I don’t suggest that you should use it in practice. AFAIK, not even the main author of this function (Benjamin Lang) does. However, it serves educational purposes to show that it is not that easy and why even properly planned studies might fail.

    

An alternative to assuming a T/R-ratio is based on statistical assurance.15 This concept uses the distribution of T/R-ratios and assumes an uncertainty parameter \(\small{\sigma_\textrm{u}}\). A natural assumption is \(\small{\sigma_\textrm{u}=1-\theta_0}\), i.e., for the commonly applied T/R-ratio of 0.95 one can use the argument sem = 0.05 in the function expsampleN.TOST(), where the argument theta0 has to be fixed at 1.

CV        <- 0.45
theta0    <- 0.95
target    <- 0.80
sigma.u   <- 1 - theta0
comp      <- data.frame(theta0 = theta0,
                        n.1 = NA, power = NA,
                        sigma.u = sigma.u,
                        n.2 = NA, assurance = NA)
comp[2:3] <- sampleN.TOST(CV = CV,
                          targetpower = target,
                          theta0 = theta0,
                          design = "2x2x4",
                          details = FALSE,
                          print = FALSE)[7:8]
comp[5:6] <- expsampleN.TOST(CV = CV,
                             theta0 = 1, # fixed!
                             targetpower = target,
                             design = "2x2x4",
                             prior.type = "theta0",
                             prior.parm =
                               list(sem = sigma.u),
                             details = FALSE,
                             print = FALSE)[9:10]
names(comp)[c(2, 5)]  <- rep("n", 2)
print(signif(comp, 6), row.names = FALSE)
#  theta0  n    power sigma.u  n assurance
#    0.95 42 0.818228    0.05 40   0.80949

previous section ↩︎

Multiple Endpoints

    

It is not unusal that equivalence of more than one endpoint has to be demonstrated.

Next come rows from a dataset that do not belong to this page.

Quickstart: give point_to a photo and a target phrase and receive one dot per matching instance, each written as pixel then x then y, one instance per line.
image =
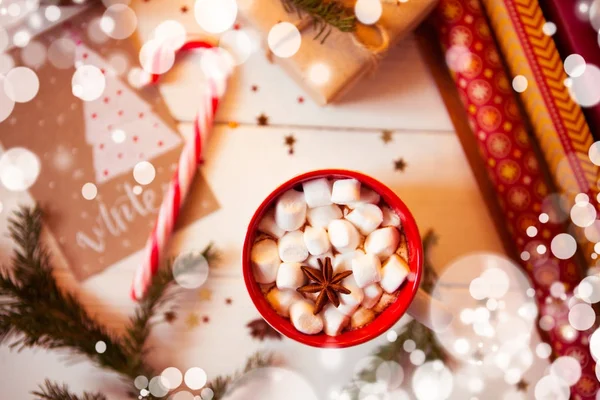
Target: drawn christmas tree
pixel 120 126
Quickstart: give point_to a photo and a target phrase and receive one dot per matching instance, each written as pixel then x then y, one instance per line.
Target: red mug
pixel 410 298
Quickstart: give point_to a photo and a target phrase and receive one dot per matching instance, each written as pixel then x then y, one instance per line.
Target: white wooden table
pixel 437 185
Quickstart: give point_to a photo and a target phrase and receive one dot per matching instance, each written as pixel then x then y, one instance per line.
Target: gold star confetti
pixel 290 140
pixel 170 316
pixel 386 136
pixel 399 164
pixel 205 294
pixel 192 321
pixel 262 120
pixel 522 385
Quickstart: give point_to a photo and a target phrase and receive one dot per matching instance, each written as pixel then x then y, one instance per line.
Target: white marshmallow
pixel 390 218
pixel 393 273
pixel 384 302
pixel 320 217
pixel 292 247
pixel 334 321
pixel 290 210
pixel 382 242
pixel 267 225
pixel 311 296
pixel 372 294
pixel 345 191
pixel 367 195
pixel 290 276
pixel 265 261
pixel 303 318
pixel 366 218
pixel 343 235
pixel 265 288
pixel 343 262
pixel 281 300
pixel 350 302
pixel 313 261
pixel 402 250
pixel 366 269
pixel 362 317
pixel 317 192
pixel 316 240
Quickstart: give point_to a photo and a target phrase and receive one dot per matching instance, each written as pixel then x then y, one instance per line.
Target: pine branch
pixel 221 385
pixel 140 324
pixel 325 15
pixel 35 311
pixel 53 391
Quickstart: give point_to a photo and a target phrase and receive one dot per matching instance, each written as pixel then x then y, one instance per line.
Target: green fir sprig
pixel 224 384
pixel 36 312
pixel 52 391
pixel 325 15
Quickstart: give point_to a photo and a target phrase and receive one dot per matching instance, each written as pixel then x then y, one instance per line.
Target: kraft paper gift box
pixel 77 148
pixel 327 69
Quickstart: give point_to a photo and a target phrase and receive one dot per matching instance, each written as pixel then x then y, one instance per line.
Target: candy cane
pixel 184 174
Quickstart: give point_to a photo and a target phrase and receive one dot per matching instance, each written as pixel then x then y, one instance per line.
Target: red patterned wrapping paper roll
pixel 512 166
pixel 575 35
pixel 559 124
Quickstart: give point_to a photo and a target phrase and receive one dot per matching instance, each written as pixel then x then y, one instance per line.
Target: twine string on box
pixel 358 30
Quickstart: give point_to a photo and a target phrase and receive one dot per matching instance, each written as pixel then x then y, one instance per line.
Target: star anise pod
pixel 260 330
pixel 324 282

In bioequivalence the pharmacokinetic metrics Cmax and AUC0–t are mandatory (in some jurisdictions like the FDA additionally AUC0–∞).

We don’t have to worry about multiplicity issues (inflated Type I Error) since if all tests must pass at level \(\small{\alpha}\), we are protected by the intersection-union principle.16 17

We design the study always for the worst case combination, i.e., based on the PK metric requiring the largest sample size. In some jurisdictions wider BE limits for Cmax are acceptable. Let’s explore that with different CVs and T/R-ratios.

metrics <- c("Cmax", "AUCt", "AUCinf")
CV      <- c(0.45, 0.35, 0.37)
theta0  <- c(0.95, 1.04, 1.06)
theta1  <- c(0.75, 0.80, 0.80)
theta2  <- 1 / theta1
target  <- 0.80
x       <- data.frame(metric = metrics,
                      theta1 = theta1, theta2 = theta2,
                      CV = CV, theta0 = theta0, n = NA)
for (i in 1:nrow(x)) {
  x$n[i] <- sampleN.TOST(CV = CV[i],
                         theta0 = theta0[i],
                         theta1 = theta1[i],
                         theta2 = theta2[i],
                         targetpower = target,
                         design = "2x2x4",
                         print = FALSE)[["Sample size"]]
}
x$theta1 <- sprintf("%.4f", x$theta1)
x$theta2 <- sprintf("%.4f", x$theta2)
txt       <- paste0("Sample size based on ",
                    x$metric[x$n == max(x$n)], ".\n")
print(x, row.names = FALSE)
cat(txt)
#  metric theta1 theta2   CV theta0  n
#    Cmax 0.7500 1.3333 0.45   0.95 24
#    AUCt 0.8000 1.2500 0.35   1.04 24
#  AUCinf 0.8000 1.2500 0.37   1.06 32
# Sample size based on AUCinf.

Even if we assume the same T/R-ratio for two PK metrics, we will get a wider margin for the one with lower variability.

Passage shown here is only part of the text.